I’m Quitting Instagram.

There’s something about the start of a new year that makes you pause and take stock, well for me at least. 

And take stock I have. (I mean we could call it ‘taking stock’ or we could call it ‘having-a-semi-break-down-considering-quitting-completely-and-reinventing-my-whole-life’, I’ll go with the former for social acceptability for now.)

Birth-ed is my proudest creation (bar child 1 and child 2), yet I’ve found myself spending much of my week ‘creating content’, designed not to truly serve you, the expectant families reading it, but to serve an algorithm. Entire days spent brainstorming ways to repeat myself, in a new way, that catch someone’s eye or convince them to *buy my course*. Now, no shade to full-time Content Creators, but it’s really not what I want my day to day job to be (frankly, I simply couldn’t cope, so hats off to you), but it’s accidentally what much of my day to day job has become.

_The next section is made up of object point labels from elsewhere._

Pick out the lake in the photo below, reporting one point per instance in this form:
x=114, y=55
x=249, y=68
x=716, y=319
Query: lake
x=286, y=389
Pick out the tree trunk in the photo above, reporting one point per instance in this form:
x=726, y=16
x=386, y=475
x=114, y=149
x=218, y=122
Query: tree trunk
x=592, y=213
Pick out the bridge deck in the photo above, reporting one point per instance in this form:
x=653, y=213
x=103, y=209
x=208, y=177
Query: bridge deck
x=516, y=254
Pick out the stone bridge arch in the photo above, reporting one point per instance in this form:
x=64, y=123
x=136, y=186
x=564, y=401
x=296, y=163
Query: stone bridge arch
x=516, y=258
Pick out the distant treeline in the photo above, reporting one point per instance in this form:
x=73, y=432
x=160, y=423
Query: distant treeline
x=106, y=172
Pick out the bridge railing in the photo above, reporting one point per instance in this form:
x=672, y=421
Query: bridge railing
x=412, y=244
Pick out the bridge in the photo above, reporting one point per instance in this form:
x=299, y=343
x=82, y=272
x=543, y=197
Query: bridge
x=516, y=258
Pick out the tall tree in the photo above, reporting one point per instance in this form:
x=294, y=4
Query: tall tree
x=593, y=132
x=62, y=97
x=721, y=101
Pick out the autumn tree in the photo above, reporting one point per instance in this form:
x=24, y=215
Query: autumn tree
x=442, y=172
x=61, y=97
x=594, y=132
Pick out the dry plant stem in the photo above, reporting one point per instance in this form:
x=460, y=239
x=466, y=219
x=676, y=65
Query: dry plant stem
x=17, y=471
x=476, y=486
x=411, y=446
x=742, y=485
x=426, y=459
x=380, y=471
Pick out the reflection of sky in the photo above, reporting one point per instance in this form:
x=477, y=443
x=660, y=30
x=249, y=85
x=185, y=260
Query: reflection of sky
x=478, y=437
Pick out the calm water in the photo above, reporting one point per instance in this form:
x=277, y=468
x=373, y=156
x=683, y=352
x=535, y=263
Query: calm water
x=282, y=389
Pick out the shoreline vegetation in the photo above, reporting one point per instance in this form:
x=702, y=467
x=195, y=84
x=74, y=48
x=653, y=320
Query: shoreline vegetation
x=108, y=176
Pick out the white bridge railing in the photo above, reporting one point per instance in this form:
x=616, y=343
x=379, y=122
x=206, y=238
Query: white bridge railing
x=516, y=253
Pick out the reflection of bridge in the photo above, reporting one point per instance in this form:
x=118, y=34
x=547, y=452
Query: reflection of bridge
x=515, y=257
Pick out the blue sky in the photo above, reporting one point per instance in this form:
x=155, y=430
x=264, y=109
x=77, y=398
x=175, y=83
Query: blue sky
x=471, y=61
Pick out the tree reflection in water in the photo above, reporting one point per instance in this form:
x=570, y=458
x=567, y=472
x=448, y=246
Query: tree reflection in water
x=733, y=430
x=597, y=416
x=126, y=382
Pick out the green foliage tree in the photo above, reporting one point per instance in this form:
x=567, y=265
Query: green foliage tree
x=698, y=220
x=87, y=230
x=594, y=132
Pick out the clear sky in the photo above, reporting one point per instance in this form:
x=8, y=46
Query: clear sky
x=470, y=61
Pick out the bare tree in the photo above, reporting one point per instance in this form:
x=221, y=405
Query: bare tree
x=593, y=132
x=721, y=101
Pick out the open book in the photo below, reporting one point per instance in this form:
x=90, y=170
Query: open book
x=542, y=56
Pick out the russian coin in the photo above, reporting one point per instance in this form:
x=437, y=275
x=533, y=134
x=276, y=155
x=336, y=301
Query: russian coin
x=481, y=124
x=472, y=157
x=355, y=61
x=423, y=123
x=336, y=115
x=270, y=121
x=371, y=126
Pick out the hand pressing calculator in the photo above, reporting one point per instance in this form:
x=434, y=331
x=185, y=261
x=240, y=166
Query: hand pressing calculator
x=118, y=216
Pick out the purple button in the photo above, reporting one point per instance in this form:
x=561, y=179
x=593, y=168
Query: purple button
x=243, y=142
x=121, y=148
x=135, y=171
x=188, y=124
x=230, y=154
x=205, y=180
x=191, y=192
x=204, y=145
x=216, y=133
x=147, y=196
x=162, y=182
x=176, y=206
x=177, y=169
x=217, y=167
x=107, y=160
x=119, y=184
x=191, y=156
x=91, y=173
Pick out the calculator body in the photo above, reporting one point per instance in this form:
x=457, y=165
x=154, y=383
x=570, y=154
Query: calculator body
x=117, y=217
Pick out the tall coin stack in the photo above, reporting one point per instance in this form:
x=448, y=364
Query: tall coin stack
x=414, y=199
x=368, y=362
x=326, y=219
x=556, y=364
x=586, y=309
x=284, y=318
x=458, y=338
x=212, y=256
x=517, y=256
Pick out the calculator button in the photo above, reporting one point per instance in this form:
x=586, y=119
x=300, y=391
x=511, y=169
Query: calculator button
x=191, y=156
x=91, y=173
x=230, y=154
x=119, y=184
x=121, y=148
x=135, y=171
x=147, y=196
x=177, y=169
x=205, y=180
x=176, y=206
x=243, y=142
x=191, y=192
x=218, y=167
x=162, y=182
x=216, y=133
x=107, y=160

Conversations around birth and motherhood on social media are as divisive, polarising, lacking nuance and over simplified as they’ve ever been, and I’m in equal parts bored and frustrated by the whole thing. I want to step off the Hamster Wheel. 

When we reduce birth preparation down to a 60 second video on ‘5 birth positions for a quicker birth’ or an attention grabbing carousel of posts on how you should ‘never let a midwife pull on the umbilical cord’, we minimise just how weighty preparation for birth should actually be. We mislead women into thinking they are informed, whilst accidentally missing enormous parts of the conversation, leaving them at best- unprepared, at worse- causing serious harm. 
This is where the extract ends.